Now, it's absolutely a possibility that my own attention span is to blame here, because lord knows ADHD isn't kind to me. But it does feel like it happens relatively frequently while listening to this book, yet isn't something I've experienced all that often in listening to others, so, I guess it could go either way? Or be a combination? It might also be that this happens more frequently than I realize, but in a book I just look back a page or two, see what I overlooked, and go on my merry way where with an audiobook (and another person) I have to pause to ask for clarification and/or rewind, so it stands out more.

Anyway. Enjoying it so far, though haven't been deeply impressed just yet.
 

FelixSH

(He/Him)
Still far from finished, and I should write an actual post about my experience with Les Miserables. But the short version is, that this book is amazing, and that it's already one of my favourite pieces of literature. Hugo didn't just write a story, he created a world. Full of the most excellent characters.
Except Marius, who would complain about being friendzoned, if this book was written in modern times, or something.
 

Violentvixen

(She/Her)
Still far from finished, and I should write an actual post about my experience with Les Miserables. But the short version is, that this book is amazing, and that it's already one of my favourite pieces of literature. Hugo didn't just write a story, he created a world. Full of the most excellent characters.
Except Marius, who would complain about being friendzoned, if this book was written in modern times, or something.
Marius is the worst.

 

Octopus Prime

Mysterious Contraption
(He/Him)
It took a couple chapters to grab me, but once it did Zoe Hana Mikuta's Gearbreakers didn't let me go and I finished it in practically one sitting. It helps that the damn woman knows how to write an enemy-to-allies-to-lovers slow burn rom-com.

So, in a dystopic future, the Evil Empire's iron fist takes the form of an endless army of mecha piloted by cyborgs, and there's this resistance that specializes on taking down these Windup mecha by opening a hole in their armor, sneaking in and destroying the mecha from the inside out - they call themselves Gearbreakers. The book centers on a rookie Windup Pilot that secretly hates everything the Empire stands for and has ever touched (including herself) and a young Greabreaker squad leader who accidentally gets herself captured. Together, they fight crime 150-foot mecha.

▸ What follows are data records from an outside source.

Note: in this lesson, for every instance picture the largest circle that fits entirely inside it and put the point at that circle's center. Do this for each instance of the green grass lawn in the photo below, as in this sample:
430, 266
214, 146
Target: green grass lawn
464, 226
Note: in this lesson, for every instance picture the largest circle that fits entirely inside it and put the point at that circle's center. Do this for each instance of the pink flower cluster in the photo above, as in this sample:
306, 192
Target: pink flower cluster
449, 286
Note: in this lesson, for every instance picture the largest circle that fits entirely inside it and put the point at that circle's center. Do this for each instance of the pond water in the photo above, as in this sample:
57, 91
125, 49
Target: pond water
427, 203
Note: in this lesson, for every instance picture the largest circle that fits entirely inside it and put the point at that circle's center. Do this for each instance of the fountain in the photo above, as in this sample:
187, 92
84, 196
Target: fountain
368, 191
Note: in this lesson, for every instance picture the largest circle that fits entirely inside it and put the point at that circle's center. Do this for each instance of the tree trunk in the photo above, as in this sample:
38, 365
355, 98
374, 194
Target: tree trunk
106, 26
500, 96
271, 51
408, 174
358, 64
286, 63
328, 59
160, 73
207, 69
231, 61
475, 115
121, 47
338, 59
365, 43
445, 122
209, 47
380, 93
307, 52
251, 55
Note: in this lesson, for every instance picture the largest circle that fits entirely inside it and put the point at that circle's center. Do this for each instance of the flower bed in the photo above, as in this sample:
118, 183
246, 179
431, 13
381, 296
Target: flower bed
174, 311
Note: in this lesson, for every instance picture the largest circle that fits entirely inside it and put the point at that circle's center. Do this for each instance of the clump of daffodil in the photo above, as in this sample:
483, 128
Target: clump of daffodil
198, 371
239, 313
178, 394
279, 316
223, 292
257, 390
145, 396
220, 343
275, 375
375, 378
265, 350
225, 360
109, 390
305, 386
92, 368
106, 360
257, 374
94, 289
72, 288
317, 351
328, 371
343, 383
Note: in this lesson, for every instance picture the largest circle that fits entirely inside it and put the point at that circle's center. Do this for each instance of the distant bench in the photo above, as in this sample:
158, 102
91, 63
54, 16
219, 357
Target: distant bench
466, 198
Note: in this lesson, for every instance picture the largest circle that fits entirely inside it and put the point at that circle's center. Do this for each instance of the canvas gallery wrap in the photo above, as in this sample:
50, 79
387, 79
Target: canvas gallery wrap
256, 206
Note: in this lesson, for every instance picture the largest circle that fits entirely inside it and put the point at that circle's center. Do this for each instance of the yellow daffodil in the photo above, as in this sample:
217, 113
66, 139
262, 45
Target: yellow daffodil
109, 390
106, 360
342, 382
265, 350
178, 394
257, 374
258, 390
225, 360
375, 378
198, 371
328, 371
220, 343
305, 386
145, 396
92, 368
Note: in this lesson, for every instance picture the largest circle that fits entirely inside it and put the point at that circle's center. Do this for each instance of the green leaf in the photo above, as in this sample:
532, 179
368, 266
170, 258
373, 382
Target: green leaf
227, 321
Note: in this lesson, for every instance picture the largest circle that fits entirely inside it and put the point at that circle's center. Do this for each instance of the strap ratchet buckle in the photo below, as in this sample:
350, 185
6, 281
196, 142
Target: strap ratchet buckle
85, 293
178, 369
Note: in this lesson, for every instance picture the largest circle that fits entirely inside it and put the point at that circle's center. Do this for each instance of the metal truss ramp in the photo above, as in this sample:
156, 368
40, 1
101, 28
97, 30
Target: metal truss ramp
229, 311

I had lots of fun. The author doesn't shy from the psychological scars of having young teens being soldiers (without getting as grim and raw as, say, The Poppy Wars). But when you read it you notice the parallels in both sides and it's chilling. You know which side it's supposed to be sympathetic, but the characters understand and come to grips with the fact that, yeah, war is crap. That doesn't keep them from, you know, playing Shadow of the Colossus against mechas with laser guns and then longingly sigh and look at each other.

Only complaint? It's a duology, so the end is a cliffhanger. And did I mention it is a slow burn? So the cliffhanger is not only action related, there's also an emotional one. Godammit, I need to pre-order the next book.
Dangit; my backlog is already big enough!